A somewhat-not-short blog on flow with demands

I started trying to learn about flows with demands about 3-4 years ago while in high school from this cp-algorithm post, but for some reason the construction presented in that blog was pretty alien and unintuitive for me, so I never really understood how it worked. As I entered college and took my algorithm class though, I was introduced to this extremely nice construction that stuck with me from that day, and it even helped me earn my first publication.

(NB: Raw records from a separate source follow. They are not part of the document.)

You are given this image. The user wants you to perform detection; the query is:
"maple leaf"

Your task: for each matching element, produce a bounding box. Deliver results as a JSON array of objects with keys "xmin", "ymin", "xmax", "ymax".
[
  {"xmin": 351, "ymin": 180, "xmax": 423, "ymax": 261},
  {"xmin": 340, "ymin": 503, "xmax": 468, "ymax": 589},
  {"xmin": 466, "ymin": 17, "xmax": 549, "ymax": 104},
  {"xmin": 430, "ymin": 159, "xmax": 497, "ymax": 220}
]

Quick warning: The blog will include a lot of linear program formulation of the flow problem, but I assure you that the formulation is very easy to understand :)

The problem

You are probably familiar with the flow problem: Given a graph \(G = (V, E)\), in which two special vertices called the source \(s\) and the sink \(t\) are given. Each edge \((u, v)\) in the graph is also given a capacity \(c(u, v)\). Then, a flow from \(s\) to \(t\) is defined as a way to assign \(f(u, v)\) to all edges \((u, v)\) such that:

\[\begin{align*} 0 \le f(u, v) &\le c(u, v) & (\forall (u, v) \in E) \\ \sum_{(u_1, v) \in E} f(u_1, v) &= \sum_{(v, u_2) \in E} f(v, u_2) & (\forall v \in V \setminus \{s, t\}) \\ \end{align*}\]

where the second condition is commonly referred to as conservation of flows: the sum of the flows entering a node \(v\) must equal the sum of the flows exiting that same node. The value of a flow is just the sum of flows exiting the source \(s\) (or entering the sink \(t\)), and the maximum flow problem asks us to maximize this value.

The flow with demands (or flow with edge lower bounds) problem simply generalizes the lower bound condition on the flow of each edge: We are now given a non-negative lower bound \(l(u, v)\) on each edge, and now we need to find a flow that satisfies \(l(u, v) \le f(u, v) \le c(u, v)\) for all edges.

An extension of the flow problem: the circulation problem

I don’t know if it’s only me, but I find the definition of the flow problem rather ugly. What’s with leaving out \(s\) and \(t\) in the conservation of flows constraints??

It turns out that not leaving out \(s\) and \(t\) leads to a different type of problem called the circulation problem. It turns out that we can solve a lot of flow problems by simply adding the edge \((t, s)\) with capacity \(c(t, s) = \infty\) and solve the equivalent circulation problem on the modified graph; it is pretty easy to see that each flow on \(G\) is equivalent to a circulation on the modified graph. There is also another property we can spot here: the value of the flow is actually \(f(t, s)\)!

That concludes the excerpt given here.